If $x_0=x$ and $x_{i+1}=x_i+\sqrt{x_i}$, in how many steps $x_r \ge 2x$? In the question of the title, if I define $r(x)=\inf\{s\in \mathbb {N}:x_s\ge 2x\} $, i want to know how $r(x)$ behaves asymptotically, more precisely to know if $\lim\limits_{x\rightarrow \infty} \dfrac {r(x)}{\sqrt{x}}$ exists, and in that case,to find that limit. 
 A: A failed but probably fixable (edit: fixed below) attempt:
If we define $y_n = \sqrt{x_n}$ we get 
$$y_{n+1} = \sqrt{y_{n}(1+y_n)}=y_n + \frac{1}{2}-\frac18 \frac{1}{y_n}+o(y_n^{-1}) \tag{1}$$
Then, for large $y_0$, we might (to be better justified) the approximation $$y_n \approx \frac{n}{2} +y_0$$
This should be valid for $y_0 \to \infty$ and $n = o(y_0)$
Now, $x_r/x_0 \approx 2 \iff y_r/y_0\approx \sqrt{2}$ so 
$$r \approx 2 y_0 (\sqrt{2}-1) \tag{2}$$
And if we plug this in the expresion above we get
$$ \lim\limits_{x\rightarrow \infty} \dfrac {r(x)}{\sqrt{x}}=2(\sqrt{2}-1)=0.828227\cdots \tag{3}$$
Or in general,
$$ \lim\limits_{x\rightarrow \infty} \dfrac {r_k(x)}{\sqrt{x}}=2(\sqrt{k}-1) \tag{4}$$
Of course, this "proof" is faulty, because $r$ is proportional to $n$. However, perhaps it could be fixed.
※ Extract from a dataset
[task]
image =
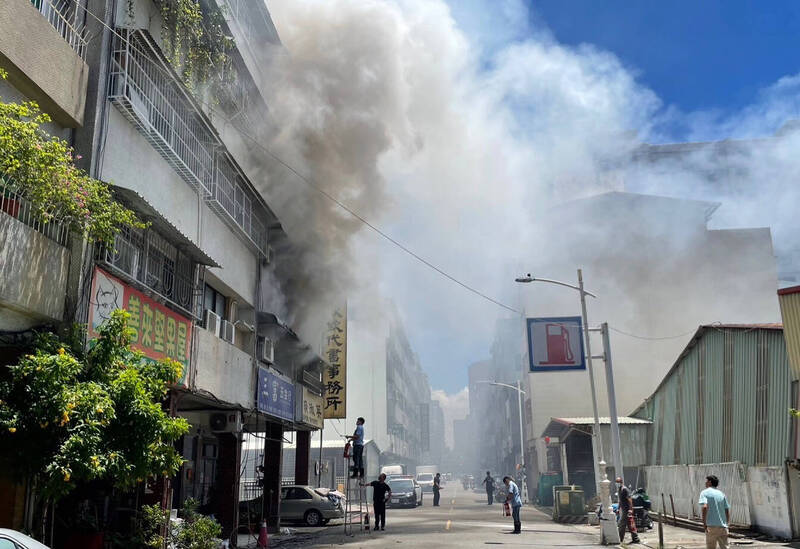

I suspect, from numerical evaluation, that the result is correct.

Edit: From $(1)$ we have the bounds (for $y_0$ large enough)
$$ y_0 + \frac12 - \frac{1}{8 y_0} <y_1 < y_0 + \frac12 \tag{5}$$
Further, $y_n$ is increasing and
$$ \frac{1}{y_0 + \frac12 - \frac{1}{8 y_0}}<\frac{1}{y_0 }$$
Then we can extend $(5)$  iteratively:
$$ y_0 +  \frac{n}{2} (1 - \frac{1}{4 y_0}) <y_n < y_0 + \frac{n}{2} \tag{6}$$
Dividing by $y_0$, calling $a = \frac{y_n}{y_0}$ and  $b=\frac{n}{y_0}$ we get
$$b\left(1 - \frac{1}{4 y_0}\right) < 2 (a-1) < b \tag{7}$$
As $y_0 \to \infty$ we get $2 (a-1) = b$, which corresponds to eqs $(3)$,$(4)$ above.
(Just after writing this I saw Sangchul Lee's answer, I think it's basically the same idea)
A: Write $y_n = \sqrt{x_n}$ as in user @leonbloy's answer. Then $y_0 = \sqrt{x}$ and
$$ y_{n+1} = \sqrt{y_n(y_n + 1)} = y_n + \frac{1}{2} + \frac{1}{g(y_n)} $$
where $g(y) = 4(y + \frac{1}{2} + \sqrt{y(y+1)} )$. So $ y_{n} = y_0 + \frac{n}{2} + \sum_{k=0}^{n-1} \frac{1}{g(y_k)} $. Together with the monotonicity of $g$, we obtain
$$ y_0 + \frac{n}{2} \leq y_n \leq y_0 + \frac{n}{2} + \frac{n}{g(\sqrt{x})}. $$
Now for each fixed $k > 1$, as $x\to\infty$ we have $y_{r_k(x)}/y_0 \to \sqrt{k}$ as $x\to\infty$. So
$$ \frac{2}{1+\frac{2}{g(\sqrt{x})}} \left( \frac{y_{r_k(x)}}{y_0} - 1 \right) \leq \frac{r_k(x)}{\sqrt{x}} \leq 2\left( \frac{y_{r_k(x)}}{y_0} - 1 \right). $$
Taking $x\to\infty$ proves that the ratio converges to $2(\sqrt{k}-1)$ as heuristically shown by @leonbloy.